题 目:New methods for RNA computational biology
Curators’ Distinguished Professor of Biophysics, Biochemistry, and Data Science & Informatics at the University of Missouri-Columbia.
时 间: 5月17日（周一）上午9:00-10:00
地 点: Online (Zoom会议)
会议号：627 9242 4126
Ribonucleic acid (RNA) molecules play spectacularly versatile roles in living cells. Emerging biomedical advances such as precision medicine and synthetic biology point to RNA as the central regulator and information carrier. We are interested in predicting RNA structure, stability, and kinetics from the nucleotide sequence, and the design of molecules for therapeutic applications. For example, given the limited availability of crystal/NMR structures, how to build the native fold from the sequence? For a given RNA target, how to predict RNA-small molecule interactions and identify small molecules as potential drugs? Using physical and chemical principles, we recently developed IsRNA for RNA 3D structure prediction and RLDock for RNA-small molecule interactions.
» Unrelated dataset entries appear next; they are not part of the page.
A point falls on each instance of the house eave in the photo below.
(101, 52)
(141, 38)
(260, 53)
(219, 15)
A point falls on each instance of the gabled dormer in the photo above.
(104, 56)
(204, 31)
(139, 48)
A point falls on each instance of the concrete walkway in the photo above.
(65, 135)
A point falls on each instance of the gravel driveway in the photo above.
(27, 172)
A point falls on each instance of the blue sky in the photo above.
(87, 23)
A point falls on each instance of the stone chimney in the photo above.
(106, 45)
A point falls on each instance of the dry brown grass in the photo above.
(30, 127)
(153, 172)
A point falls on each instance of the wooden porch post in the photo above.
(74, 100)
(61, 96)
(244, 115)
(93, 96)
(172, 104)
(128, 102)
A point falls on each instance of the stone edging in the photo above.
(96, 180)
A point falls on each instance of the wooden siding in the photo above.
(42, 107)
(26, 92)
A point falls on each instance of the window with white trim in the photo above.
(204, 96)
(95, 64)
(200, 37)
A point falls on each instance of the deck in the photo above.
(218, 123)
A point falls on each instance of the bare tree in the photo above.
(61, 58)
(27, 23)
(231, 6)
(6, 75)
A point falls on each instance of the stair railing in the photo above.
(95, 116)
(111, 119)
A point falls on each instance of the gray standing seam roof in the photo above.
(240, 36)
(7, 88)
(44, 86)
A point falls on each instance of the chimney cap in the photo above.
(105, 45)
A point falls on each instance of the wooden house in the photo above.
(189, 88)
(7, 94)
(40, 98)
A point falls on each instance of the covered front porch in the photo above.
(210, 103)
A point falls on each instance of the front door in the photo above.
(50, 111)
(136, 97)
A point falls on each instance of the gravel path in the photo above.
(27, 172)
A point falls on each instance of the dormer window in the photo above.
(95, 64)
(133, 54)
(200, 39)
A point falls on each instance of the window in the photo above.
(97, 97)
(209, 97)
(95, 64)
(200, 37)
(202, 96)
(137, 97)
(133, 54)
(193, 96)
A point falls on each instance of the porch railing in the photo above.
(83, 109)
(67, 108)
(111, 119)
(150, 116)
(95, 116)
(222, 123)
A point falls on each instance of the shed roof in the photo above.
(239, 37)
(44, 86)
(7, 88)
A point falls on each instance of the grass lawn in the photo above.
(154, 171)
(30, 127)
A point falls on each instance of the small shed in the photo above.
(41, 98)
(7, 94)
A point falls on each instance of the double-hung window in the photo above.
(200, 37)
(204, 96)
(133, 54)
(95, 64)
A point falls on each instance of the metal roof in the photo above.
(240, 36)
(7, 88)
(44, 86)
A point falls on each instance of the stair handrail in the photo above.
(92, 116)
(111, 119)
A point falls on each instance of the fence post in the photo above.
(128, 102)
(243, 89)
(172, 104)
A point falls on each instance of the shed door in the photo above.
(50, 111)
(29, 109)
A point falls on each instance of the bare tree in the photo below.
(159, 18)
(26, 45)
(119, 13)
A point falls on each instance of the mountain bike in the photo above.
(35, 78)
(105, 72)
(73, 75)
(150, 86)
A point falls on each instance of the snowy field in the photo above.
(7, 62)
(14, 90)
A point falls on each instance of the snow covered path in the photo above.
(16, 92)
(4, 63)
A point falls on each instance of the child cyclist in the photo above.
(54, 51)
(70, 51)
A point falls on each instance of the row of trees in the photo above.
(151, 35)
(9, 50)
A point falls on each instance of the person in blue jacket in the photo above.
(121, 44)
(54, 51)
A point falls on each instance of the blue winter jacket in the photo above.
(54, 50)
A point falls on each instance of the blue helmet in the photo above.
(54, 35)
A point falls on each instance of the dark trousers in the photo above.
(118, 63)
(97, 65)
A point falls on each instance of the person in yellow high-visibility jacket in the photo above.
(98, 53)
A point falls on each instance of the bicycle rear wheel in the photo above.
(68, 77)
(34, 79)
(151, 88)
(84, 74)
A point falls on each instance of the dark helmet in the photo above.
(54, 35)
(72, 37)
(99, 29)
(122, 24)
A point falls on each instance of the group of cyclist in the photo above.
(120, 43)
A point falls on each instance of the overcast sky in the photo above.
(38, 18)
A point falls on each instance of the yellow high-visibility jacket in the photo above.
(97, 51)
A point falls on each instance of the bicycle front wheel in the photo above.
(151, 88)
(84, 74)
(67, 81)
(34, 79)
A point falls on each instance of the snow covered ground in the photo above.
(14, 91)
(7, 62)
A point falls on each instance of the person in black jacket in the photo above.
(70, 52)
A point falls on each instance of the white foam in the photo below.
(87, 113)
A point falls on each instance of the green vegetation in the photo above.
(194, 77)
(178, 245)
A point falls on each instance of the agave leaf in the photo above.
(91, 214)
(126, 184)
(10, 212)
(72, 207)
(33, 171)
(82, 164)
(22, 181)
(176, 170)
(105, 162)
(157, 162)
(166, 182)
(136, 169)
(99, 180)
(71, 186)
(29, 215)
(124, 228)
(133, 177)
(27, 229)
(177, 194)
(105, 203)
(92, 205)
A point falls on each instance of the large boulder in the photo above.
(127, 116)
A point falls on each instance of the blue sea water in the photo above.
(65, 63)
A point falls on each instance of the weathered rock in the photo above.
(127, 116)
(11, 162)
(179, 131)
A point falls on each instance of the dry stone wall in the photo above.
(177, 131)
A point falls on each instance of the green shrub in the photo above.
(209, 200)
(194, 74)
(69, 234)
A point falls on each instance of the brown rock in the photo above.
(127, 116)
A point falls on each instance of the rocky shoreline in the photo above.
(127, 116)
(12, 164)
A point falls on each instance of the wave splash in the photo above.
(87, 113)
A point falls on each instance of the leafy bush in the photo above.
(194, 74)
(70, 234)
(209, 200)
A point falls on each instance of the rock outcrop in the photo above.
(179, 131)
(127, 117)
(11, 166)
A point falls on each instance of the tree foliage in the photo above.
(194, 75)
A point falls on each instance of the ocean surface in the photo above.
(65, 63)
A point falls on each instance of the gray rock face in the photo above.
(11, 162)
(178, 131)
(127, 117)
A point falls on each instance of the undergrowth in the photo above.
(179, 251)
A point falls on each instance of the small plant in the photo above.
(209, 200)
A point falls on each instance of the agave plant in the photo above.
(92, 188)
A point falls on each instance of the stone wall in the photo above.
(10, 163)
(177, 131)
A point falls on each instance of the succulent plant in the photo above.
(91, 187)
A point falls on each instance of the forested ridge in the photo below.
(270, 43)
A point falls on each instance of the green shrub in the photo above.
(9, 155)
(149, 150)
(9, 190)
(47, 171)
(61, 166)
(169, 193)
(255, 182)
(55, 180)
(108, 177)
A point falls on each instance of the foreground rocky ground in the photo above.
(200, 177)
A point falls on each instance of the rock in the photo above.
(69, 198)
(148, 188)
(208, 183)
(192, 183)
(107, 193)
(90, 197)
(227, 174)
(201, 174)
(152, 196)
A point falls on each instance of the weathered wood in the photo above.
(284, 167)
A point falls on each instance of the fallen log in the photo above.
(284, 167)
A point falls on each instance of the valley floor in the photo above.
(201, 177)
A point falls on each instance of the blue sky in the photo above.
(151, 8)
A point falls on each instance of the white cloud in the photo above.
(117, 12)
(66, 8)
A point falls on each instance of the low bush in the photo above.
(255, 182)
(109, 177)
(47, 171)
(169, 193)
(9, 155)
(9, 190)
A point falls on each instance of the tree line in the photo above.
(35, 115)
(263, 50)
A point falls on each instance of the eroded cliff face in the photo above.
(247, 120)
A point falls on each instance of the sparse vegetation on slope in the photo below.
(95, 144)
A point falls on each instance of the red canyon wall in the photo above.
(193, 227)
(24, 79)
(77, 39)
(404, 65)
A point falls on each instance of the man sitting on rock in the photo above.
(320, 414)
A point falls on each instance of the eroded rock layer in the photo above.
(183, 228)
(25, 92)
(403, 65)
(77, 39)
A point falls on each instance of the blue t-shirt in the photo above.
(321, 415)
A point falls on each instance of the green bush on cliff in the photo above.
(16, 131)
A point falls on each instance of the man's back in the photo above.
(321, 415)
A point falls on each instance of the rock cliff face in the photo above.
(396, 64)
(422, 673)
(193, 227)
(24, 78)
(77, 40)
I will describe these new approaches and the proof of principles in RNA 3D structure prediction and in predicting RNA-small molecule binding.
Shi-Jie Chen is a Curators’ Distinguished Professor of Biophysics, Biochemistry, and Data Science & Informatics at the University of Missouri-Columbia. Chen received a B.S. degree from Zhejiang University. Through T.D. Lee's CUSPEA program, he entered the graduate school of the University of California, San Diego where he received a PhD in Physics with Daniel Dubin. He did postdoctoral research with Ken Dill at the University of California, San Francisco. He was elected a Fellow of the American Physical Society (APS) in 2013 and a Fellow of the American Association for the Advancement of Science (AAAS) in 2018. He is a Founding Council Member of the International Society of RNA Nanotechnology and Nanomedicine and an Advisory Board member for Clinical and Translational Medicine. He serves as an Associate Editor for PLoS Computational Biology and other scientific journals. Chen studies computational biology of RNA folding and therapeutics. He is known for his work on RNA structure prediction, modeling of RNA folding stability, kinetics, and metal ion effects, and computational design of RNA-targeted drugs, RNA aptamer, RNA-based nanomedicine, and CRISPR gene editing systems.